REPUBLIKA.CO.ID, Arena menembak Pekan Olahraga Nasional (PON) Riau yang terletak di kawasan Sport Centre Rumbai Pekanbaru tampak kosong.
Rerumputan liar tumbuh memenuhi setiap sudut halaman pada areal bangunan megah itu. Dedaunan kering rontok dari pohon-pohon di dalam areal arena menembak berkelas nasional itu. Sampahnya berserakan.
Pada dinding pagar yang mengelilingi bangunan bertekstur minimalis, masih tertempel poster-poster. Terpampang wajah-wajah atlet menembak disana. Atlet itu didampingi burung serindit yang merupakan maskot PON XVIII 2012.
Kesan angker begitu kentara pada bangunan megah yang nilainya mencapai puluhan miliar rupiah. Kepala Dinas Pemuda dan Olahraga (Dispora) Riau Emrizal Pakis mengaku mengalami kendala dalam merawat bangunan tersebut.
"Untuk saat ini, kondisi arena menembak memang tidak terkontrol dengan baik karena masih dalam masa perawatan pihak ketiga (kontraktor)," katanya.
Warisan Pekan Olahraga Nasional XVIII 2012 itu memang mengisahkan cerita suram. Sesuram bangunannya. Pemerintah Daerah menaikkan anggaran pada proyek minimalis tersebut. Didahului dengan dengan merevisi peraturan daerah (Perda) yang ketika itu memang tengah memasuki masa kadaluwarsa.
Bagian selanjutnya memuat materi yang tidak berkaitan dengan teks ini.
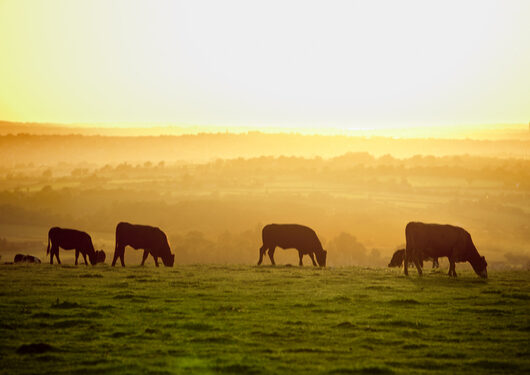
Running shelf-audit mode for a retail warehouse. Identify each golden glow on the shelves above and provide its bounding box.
[0,0,530,132]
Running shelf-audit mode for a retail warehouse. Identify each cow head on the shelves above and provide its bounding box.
[316,250,328,267]
[162,253,175,267]
[388,249,405,267]
[90,250,106,266]
[470,257,488,279]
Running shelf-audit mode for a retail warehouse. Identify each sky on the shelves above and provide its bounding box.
[0,0,530,134]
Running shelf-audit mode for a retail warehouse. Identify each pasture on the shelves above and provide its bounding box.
[0,264,530,374]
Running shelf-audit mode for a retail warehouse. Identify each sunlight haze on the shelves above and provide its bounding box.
[0,0,530,132]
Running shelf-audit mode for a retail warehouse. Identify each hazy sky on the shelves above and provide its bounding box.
[0,0,530,128]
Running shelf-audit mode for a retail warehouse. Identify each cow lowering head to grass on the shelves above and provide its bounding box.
[112,222,175,267]
[388,249,440,268]
[258,224,328,267]
[403,222,488,278]
[46,227,105,266]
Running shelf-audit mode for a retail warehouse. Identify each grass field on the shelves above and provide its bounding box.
[0,264,530,374]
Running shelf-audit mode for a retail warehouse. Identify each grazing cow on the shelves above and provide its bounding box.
[112,223,175,267]
[403,222,488,278]
[14,254,41,263]
[388,249,440,268]
[258,224,328,267]
[46,227,106,266]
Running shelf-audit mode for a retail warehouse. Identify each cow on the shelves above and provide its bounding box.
[46,227,106,266]
[403,222,488,278]
[14,254,41,264]
[112,222,175,267]
[258,224,328,267]
[388,249,440,268]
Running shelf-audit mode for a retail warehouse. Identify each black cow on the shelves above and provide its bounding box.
[112,222,175,267]
[46,227,106,266]
[388,249,440,268]
[14,254,41,263]
[258,224,328,267]
[404,222,488,278]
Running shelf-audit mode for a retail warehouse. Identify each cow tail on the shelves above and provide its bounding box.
[46,233,50,255]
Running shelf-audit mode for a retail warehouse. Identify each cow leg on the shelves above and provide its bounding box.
[449,258,456,277]
[309,253,318,267]
[414,257,423,276]
[269,246,276,266]
[258,245,267,266]
[141,250,149,266]
[50,244,56,264]
[55,246,61,264]
[112,246,125,267]
[403,250,410,276]
[432,258,440,268]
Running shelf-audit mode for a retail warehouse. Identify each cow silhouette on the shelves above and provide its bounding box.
[258,224,327,267]
[403,222,488,278]
[46,227,105,266]
[112,222,175,267]
[388,249,440,268]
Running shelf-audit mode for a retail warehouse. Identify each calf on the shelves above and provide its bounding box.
[388,249,440,268]
[46,227,105,266]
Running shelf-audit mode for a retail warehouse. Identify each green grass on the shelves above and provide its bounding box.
[0,264,530,374]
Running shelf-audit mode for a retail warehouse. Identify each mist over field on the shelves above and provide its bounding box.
[0,124,530,269]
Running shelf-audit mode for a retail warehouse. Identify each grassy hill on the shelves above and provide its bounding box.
[0,264,530,374]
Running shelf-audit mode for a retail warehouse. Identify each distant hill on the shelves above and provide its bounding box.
[0,121,530,140]
[0,132,530,167]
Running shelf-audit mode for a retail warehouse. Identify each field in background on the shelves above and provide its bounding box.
[0,265,530,374]
[0,151,530,269]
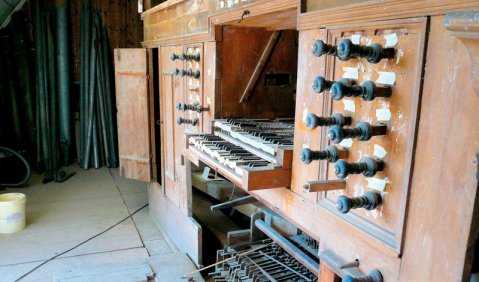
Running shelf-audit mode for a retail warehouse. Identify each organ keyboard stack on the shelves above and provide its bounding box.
[187,119,294,191]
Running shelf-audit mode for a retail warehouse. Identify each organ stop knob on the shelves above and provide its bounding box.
[328,122,387,144]
[305,113,351,129]
[299,146,347,164]
[337,39,394,64]
[174,68,200,78]
[312,76,351,93]
[336,191,383,214]
[329,80,392,101]
[311,40,337,57]
[343,269,383,282]
[176,117,198,126]
[170,53,186,61]
[176,103,205,113]
[170,53,200,62]
[334,157,384,178]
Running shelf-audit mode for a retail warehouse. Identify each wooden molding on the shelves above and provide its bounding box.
[444,11,479,95]
[298,0,479,30]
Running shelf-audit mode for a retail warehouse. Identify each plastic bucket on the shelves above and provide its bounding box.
[0,193,27,233]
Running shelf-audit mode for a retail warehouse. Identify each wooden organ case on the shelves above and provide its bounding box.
[115,0,479,281]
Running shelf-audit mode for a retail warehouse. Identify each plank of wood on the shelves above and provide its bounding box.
[148,183,202,266]
[114,48,151,182]
[239,30,281,103]
[303,180,346,193]
[400,16,479,281]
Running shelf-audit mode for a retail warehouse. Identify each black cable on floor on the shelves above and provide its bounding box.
[15,204,148,282]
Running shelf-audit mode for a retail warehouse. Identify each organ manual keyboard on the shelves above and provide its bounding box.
[186,119,294,191]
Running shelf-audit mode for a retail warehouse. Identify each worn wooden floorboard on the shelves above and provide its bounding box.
[0,248,148,282]
[0,166,201,282]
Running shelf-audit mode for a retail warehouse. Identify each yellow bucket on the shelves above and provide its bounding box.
[0,193,27,233]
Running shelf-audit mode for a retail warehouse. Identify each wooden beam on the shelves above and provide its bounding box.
[211,195,258,211]
[240,30,281,103]
[303,180,346,192]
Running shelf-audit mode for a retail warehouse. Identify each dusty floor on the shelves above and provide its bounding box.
[0,166,201,281]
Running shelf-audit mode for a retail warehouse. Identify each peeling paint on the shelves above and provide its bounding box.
[343,99,356,113]
[351,34,361,44]
[303,108,308,122]
[376,71,396,85]
[339,138,353,148]
[343,67,359,79]
[376,109,392,121]
[373,144,388,159]
[384,33,398,48]
[366,177,387,192]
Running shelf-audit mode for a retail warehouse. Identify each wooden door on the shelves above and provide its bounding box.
[114,49,151,182]
[159,46,186,212]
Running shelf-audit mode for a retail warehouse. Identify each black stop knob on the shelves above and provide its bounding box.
[176,117,198,126]
[334,157,384,178]
[170,53,186,61]
[343,269,383,282]
[328,122,387,144]
[336,191,383,213]
[311,40,337,57]
[329,80,392,101]
[337,39,394,64]
[173,68,186,76]
[176,103,204,113]
[185,53,200,62]
[312,76,351,93]
[305,113,351,129]
[299,146,340,164]
[174,69,200,78]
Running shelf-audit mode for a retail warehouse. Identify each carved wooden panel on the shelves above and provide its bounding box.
[114,49,151,182]
[183,43,205,133]
[291,29,327,201]
[320,18,427,253]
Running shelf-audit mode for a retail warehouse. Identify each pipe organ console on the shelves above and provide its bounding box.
[187,119,294,191]
[113,0,479,282]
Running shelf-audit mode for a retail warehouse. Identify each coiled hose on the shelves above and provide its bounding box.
[0,146,32,187]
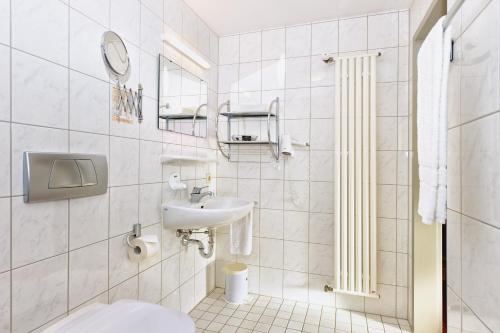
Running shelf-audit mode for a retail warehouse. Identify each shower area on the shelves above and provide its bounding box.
[211,10,413,330]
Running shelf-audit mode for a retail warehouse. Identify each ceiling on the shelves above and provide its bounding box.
[185,0,412,36]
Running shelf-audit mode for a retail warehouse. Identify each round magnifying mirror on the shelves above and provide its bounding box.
[101,31,130,83]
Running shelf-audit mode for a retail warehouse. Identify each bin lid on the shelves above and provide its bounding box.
[224,262,248,275]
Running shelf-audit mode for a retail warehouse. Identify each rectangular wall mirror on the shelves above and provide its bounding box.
[158,54,208,137]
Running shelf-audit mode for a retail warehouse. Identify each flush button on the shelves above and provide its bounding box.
[76,160,97,186]
[49,159,82,189]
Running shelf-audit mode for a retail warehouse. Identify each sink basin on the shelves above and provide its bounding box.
[162,197,254,229]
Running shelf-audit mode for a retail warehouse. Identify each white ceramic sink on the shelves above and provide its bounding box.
[162,197,254,229]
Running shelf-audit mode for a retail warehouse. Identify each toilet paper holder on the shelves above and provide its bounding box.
[127,223,141,248]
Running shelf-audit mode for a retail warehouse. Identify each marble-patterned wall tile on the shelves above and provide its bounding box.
[11,0,69,65]
[12,254,68,332]
[69,241,108,309]
[12,50,68,128]
[0,272,10,333]
[12,197,68,267]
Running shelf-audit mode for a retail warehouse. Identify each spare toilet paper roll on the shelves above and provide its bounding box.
[128,235,160,262]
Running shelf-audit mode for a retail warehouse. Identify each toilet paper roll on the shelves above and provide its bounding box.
[281,134,293,156]
[128,235,160,262]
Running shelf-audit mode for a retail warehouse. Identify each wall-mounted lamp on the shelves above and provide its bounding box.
[163,32,210,69]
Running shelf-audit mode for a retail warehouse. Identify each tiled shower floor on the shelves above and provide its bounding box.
[190,288,411,333]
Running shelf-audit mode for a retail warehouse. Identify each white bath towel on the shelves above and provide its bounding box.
[229,209,253,256]
[417,18,451,224]
[231,104,268,113]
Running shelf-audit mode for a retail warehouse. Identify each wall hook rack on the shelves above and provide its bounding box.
[112,83,143,123]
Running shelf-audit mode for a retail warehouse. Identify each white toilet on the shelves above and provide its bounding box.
[44,300,196,333]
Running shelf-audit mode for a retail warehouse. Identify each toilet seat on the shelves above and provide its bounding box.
[44,300,196,333]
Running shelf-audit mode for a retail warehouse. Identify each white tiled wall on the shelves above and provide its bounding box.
[0,0,218,332]
[446,0,500,332]
[217,11,411,318]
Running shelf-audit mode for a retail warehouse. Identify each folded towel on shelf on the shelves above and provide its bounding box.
[229,209,253,256]
[417,17,451,224]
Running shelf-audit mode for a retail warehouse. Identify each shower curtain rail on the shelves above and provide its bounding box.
[443,0,465,30]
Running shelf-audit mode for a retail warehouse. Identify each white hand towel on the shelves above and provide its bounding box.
[417,17,451,224]
[229,209,253,256]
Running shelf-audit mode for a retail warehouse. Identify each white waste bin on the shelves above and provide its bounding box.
[224,263,248,304]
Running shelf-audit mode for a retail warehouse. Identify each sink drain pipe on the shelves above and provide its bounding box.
[177,229,215,258]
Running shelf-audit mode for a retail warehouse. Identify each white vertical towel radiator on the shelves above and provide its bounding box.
[325,54,378,297]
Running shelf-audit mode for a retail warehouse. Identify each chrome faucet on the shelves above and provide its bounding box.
[191,186,214,203]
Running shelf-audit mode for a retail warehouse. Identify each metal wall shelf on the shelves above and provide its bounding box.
[220,111,276,118]
[215,97,280,161]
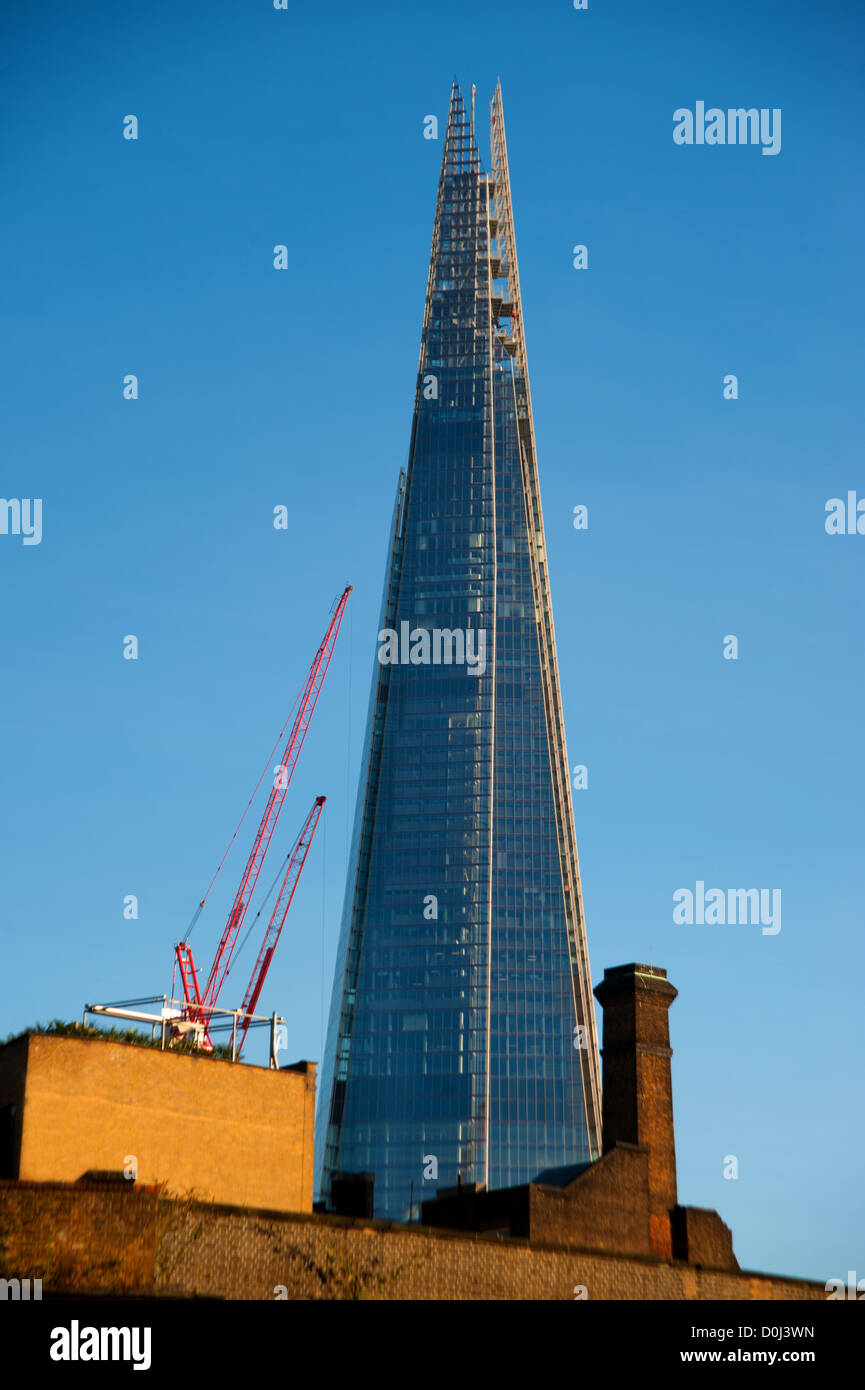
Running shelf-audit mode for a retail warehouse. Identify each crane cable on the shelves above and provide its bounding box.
[184,682,306,941]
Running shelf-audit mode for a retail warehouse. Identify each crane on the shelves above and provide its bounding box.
[238,796,325,1052]
[175,584,352,1048]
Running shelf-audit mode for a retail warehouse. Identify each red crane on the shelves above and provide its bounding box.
[238,796,325,1052]
[175,584,352,1045]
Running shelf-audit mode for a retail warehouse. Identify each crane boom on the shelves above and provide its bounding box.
[202,584,352,1009]
[238,796,325,1052]
[175,584,352,1024]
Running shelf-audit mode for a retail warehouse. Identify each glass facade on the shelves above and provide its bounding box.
[316,86,599,1220]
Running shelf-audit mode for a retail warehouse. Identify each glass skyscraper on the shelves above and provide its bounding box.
[316,83,599,1220]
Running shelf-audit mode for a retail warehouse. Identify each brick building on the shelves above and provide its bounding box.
[0,965,826,1301]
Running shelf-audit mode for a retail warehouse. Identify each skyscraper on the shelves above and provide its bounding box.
[316,83,599,1220]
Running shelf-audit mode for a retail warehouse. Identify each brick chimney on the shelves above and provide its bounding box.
[595,965,679,1259]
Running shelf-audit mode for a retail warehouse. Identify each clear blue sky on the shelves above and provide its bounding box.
[0,0,865,1280]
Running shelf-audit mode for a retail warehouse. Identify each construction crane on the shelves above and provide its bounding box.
[175,584,352,1049]
[238,796,325,1052]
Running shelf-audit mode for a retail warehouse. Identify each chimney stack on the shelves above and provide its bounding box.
[595,965,679,1259]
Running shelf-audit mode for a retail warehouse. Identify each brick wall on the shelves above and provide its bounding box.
[0,1183,826,1301]
[0,1034,316,1212]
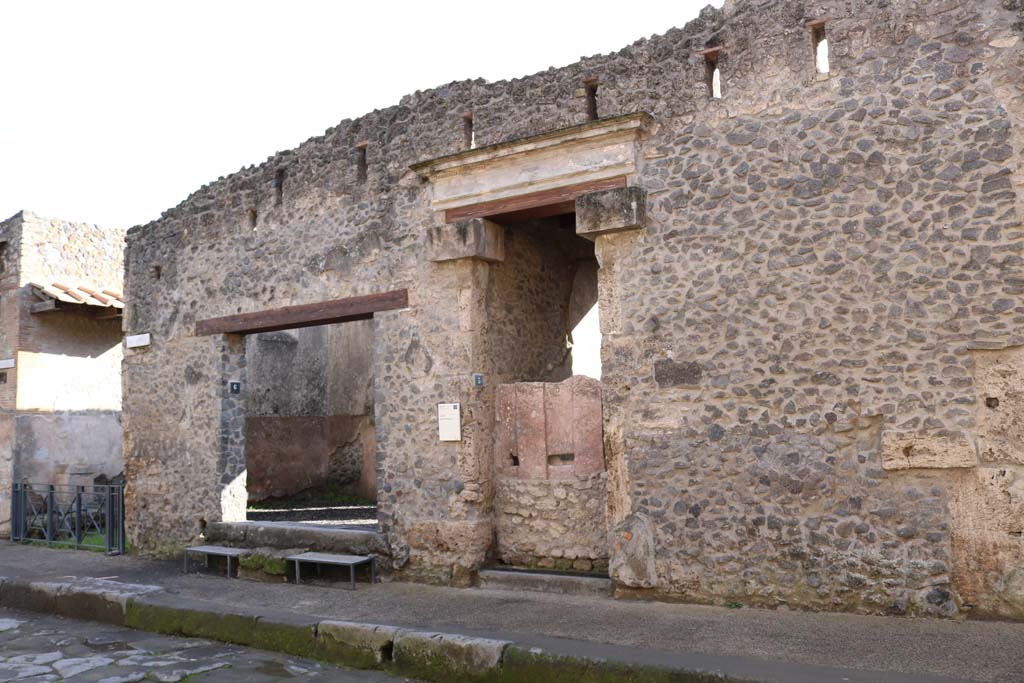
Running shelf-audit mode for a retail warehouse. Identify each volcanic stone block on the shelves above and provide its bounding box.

Pembahasan atas rencana revisi Peraturan Daerah Provinsi Riau No. 6/2010 tentang Dana Pengikatan Tahun Jamak Pembangunan Arena Menembak Pekan Olahraga Nasional (PON) XVIII 2012 antara legislatif dan eksekutif. Proses pembahasannya, ketika itu berjalan alot.
Tarik ulur pun tak terhindarkan. Alhasil, terjadi indikasi kongkalikong antara legislatif, eksekutif dan yudikatif.
Komisi Pemberantasan Korupsi (KPK) pun bergerak. Penyidik menyergap beberapa wakil rakyat dan pihak rekanan pengerja proyek arena menembak.
Hingga saat ini, KPK telah menetapkan sebanyak 14 orang tersangka terkait kasus dugaan suap atas rencana revisi perda terkait bangunan `angker` itu.
Diantaranya mantan Kepala Dispora Riau Lukman Abas, Kepala Seksi Sarana dan Prasarana Olahraga pada Dispora Riau Eka Dharma Putra, Manager KSO pelaksana proyek PON Rahmat Sahputra serta sepuluh anggota DPRD Riau.
Kemudian dari hasil pengembangan dan pemeriksaan para saksi serta tersangka terdahulu, lembaga `super body` ini juga akhirnya menjerat Gubernur Riau HM Rusli Zainal yang juga diduga turut terlibat dalam `cinta segitiga` itu dengan merestui adanya `uang lelah` yang mengalir ke para oknum wakil rakyat.